The Metamorphosis

 

Literary Elements

Extended Metaphor
Kafka uses the extended metaphor of the metamorphosis throughout the novel as a way to describe change. This is seen in the literal metamorphosis of Gregor, but also in the more figurative metamorphoses undergone by the Samsa family, more specifically in Grete. For example, Kafka uses diction such as "blossomed", "shapely", and "young body" to describe the physical attributes resulting from Grete's "metamorphosis" into a young woman (55).
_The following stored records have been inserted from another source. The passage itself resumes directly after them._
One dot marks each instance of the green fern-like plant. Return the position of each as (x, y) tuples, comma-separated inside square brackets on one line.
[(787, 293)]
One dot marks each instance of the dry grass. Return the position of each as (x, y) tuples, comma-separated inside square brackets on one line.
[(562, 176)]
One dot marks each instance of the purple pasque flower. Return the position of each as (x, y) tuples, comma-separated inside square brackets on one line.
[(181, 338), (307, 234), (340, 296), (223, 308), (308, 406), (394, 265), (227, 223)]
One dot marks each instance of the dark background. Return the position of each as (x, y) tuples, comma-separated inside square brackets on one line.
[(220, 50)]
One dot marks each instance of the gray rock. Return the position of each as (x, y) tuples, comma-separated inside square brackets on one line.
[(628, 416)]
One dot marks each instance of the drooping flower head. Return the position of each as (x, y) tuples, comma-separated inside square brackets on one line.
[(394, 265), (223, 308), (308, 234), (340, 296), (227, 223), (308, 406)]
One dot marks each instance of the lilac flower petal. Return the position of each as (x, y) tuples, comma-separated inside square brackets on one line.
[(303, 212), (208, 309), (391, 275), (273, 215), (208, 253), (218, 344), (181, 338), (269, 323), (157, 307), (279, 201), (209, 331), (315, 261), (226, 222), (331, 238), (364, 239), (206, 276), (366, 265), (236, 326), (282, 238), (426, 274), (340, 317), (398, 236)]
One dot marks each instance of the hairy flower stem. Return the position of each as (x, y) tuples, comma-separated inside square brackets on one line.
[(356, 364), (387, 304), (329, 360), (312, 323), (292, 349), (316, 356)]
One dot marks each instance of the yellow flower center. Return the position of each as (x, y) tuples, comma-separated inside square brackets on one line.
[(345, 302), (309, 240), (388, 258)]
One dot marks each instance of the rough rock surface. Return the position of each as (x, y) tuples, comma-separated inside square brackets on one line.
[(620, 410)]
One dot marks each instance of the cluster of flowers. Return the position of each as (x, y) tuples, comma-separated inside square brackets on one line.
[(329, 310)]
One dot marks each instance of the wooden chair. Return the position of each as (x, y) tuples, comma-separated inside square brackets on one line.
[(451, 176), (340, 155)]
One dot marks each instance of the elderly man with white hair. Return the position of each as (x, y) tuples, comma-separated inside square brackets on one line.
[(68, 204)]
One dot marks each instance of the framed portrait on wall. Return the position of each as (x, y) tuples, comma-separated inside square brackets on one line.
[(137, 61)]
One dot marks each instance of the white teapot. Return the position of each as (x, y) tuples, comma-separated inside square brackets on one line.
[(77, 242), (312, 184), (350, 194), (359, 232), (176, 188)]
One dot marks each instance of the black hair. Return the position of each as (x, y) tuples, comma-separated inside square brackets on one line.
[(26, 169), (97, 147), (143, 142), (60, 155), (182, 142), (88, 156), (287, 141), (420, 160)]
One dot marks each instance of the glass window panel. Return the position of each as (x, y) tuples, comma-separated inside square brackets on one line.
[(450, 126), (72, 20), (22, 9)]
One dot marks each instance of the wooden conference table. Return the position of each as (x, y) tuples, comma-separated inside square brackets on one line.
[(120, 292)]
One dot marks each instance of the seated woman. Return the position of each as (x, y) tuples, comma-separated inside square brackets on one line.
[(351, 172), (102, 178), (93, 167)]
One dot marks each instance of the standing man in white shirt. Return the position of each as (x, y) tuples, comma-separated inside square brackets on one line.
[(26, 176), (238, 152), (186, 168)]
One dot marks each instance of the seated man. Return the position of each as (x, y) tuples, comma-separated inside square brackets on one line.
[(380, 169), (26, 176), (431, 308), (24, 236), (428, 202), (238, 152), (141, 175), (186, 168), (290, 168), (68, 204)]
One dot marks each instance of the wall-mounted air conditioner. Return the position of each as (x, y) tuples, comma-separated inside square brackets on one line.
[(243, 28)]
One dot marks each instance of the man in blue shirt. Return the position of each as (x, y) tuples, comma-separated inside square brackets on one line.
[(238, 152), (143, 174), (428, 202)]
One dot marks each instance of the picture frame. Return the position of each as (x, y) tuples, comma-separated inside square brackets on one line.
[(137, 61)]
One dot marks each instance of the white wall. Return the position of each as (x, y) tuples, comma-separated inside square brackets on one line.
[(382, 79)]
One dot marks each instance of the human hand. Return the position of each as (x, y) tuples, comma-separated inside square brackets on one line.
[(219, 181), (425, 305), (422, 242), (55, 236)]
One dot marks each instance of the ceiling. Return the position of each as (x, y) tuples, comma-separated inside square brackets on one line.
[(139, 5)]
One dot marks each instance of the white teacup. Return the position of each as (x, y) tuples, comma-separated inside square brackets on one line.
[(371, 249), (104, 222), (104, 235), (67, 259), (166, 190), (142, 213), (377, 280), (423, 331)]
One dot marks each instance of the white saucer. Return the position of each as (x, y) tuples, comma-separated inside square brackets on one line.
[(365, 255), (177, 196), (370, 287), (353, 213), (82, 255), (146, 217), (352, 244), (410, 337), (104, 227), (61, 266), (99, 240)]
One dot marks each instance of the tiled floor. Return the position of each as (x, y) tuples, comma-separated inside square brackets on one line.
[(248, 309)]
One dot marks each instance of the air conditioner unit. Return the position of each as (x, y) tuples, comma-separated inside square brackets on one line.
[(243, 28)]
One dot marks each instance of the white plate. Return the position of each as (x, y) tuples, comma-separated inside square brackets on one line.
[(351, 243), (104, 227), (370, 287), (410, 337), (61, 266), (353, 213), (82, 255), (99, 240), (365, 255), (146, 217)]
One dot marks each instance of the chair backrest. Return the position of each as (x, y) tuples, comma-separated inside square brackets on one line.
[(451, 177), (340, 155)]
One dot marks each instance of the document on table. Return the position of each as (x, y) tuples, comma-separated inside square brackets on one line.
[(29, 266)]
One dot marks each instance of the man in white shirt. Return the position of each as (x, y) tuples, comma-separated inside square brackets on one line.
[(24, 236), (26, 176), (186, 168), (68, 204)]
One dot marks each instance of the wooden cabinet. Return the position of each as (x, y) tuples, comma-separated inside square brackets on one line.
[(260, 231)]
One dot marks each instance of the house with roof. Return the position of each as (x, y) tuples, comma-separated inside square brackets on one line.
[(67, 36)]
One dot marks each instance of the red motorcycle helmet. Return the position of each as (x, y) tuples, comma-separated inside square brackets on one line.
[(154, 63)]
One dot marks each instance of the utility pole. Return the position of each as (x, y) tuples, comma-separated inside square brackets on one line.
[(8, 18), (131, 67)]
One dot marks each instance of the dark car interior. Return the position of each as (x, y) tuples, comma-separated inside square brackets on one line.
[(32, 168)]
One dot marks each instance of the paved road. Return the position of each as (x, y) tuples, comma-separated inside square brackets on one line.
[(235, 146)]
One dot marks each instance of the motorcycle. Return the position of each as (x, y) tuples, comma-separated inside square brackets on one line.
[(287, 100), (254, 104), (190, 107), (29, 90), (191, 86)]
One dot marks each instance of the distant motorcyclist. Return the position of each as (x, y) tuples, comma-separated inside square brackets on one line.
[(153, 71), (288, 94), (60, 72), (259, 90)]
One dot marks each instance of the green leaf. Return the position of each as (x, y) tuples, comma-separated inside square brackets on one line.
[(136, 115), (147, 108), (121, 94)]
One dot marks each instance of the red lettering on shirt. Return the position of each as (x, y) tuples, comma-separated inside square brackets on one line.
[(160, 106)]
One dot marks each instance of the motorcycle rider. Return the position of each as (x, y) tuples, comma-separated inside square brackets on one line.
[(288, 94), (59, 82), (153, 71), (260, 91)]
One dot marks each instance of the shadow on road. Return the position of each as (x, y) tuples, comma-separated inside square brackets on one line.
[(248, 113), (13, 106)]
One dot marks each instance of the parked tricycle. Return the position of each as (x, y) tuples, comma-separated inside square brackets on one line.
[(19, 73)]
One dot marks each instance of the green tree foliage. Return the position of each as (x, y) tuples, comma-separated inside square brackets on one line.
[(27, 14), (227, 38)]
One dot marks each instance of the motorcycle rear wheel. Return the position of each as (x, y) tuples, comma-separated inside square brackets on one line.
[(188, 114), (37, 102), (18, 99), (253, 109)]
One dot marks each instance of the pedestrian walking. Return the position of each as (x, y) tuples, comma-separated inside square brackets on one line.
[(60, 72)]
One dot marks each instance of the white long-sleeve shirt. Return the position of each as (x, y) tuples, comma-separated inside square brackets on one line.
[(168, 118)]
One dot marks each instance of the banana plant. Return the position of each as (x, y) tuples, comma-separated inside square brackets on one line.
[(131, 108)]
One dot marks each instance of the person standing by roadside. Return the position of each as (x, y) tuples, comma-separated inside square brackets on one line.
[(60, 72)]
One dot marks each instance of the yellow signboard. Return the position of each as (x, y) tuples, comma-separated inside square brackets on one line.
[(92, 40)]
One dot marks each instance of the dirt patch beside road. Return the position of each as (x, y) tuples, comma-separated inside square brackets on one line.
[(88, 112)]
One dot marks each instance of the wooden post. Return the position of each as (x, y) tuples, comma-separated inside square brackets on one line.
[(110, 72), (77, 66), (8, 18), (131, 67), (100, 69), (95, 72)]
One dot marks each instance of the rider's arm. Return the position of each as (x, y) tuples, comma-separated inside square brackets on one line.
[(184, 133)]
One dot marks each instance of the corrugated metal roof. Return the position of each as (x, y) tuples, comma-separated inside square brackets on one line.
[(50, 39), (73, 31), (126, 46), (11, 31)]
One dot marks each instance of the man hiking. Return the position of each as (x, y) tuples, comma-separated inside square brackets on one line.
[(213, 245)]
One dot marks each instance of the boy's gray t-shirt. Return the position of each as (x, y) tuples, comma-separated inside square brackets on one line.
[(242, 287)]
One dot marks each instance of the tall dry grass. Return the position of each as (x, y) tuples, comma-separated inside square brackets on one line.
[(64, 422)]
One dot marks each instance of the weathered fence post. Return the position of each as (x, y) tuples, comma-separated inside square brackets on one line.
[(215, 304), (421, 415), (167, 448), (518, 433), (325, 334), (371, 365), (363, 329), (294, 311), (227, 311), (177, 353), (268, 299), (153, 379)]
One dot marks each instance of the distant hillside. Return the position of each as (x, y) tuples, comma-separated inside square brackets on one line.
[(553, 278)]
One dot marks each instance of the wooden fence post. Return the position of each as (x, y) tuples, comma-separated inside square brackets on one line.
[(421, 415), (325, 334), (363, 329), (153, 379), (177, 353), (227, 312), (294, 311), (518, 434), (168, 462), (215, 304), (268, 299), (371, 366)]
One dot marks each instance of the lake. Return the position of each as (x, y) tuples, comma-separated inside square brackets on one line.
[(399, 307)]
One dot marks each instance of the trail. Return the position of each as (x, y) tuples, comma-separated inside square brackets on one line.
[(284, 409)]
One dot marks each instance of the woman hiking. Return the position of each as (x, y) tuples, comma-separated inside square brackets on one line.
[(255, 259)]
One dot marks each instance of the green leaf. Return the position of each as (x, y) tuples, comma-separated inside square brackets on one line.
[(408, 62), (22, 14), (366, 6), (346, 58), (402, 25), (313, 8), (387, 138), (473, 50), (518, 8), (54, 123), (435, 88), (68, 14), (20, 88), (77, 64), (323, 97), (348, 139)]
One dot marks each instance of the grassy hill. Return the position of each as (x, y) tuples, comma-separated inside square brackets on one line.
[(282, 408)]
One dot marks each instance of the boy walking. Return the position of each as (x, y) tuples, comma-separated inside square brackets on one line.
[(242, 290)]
The metamorphosis in tone after the climax of the novel (Gregor's death) is seen in how Gregor's father throws the tenants out of the house and the family goes out to the country in a car "filled with warm sunshine" contrasting to the gloom of the house they were forced to share with Gregor in bug-form (55). 

Symbolism
A major symbol of the novel is that of the window in Gregor's room which represents freedom. Although he is kept in isolation, Gregor feels a sense of connection to the outside world when he looks out of his window. Whenever he is alone, he goes to the window and looks out at the world he is no longer a part of. Grete seems "to notice that his armchair was standing by the window...[and] push the chair back to the same place by the window" (28). This act of kindness on Grete's part shows that she encourages Gregor to feel appreciated and connected to the outside world (the window) because she still thinks of the bug as her brother. She wants him to feel free, even as he is kept in captivity, a very human response. 

Euphemism
Once Gregor's transformation is out in the open, he loses his identity in the eyes of his family. For instance he is referred to as "it" on most occasions. The best example is when the cleaning lady tells the Samsas that she has gotten rid of his dead body by saying "you don't have to worry about the stuff next door...it's already been taken care of" (54). Basically, the harsh reality of Gregor's death is softened by referring to his corpse as "the stuff next door" which is most definitely a lighter term.


Tone
Kafka opens the story with diction of dread. This is alluded to with such word choices as “grueling”, “upset”, “torture”, “worrying”, and “miserable" (3-4). This sets the mood for the rest of the story, establishing the hopelessness of Gregor's situation (both through context referring to his human life and current bug-form) and the sheer pessimism that dominates the novel.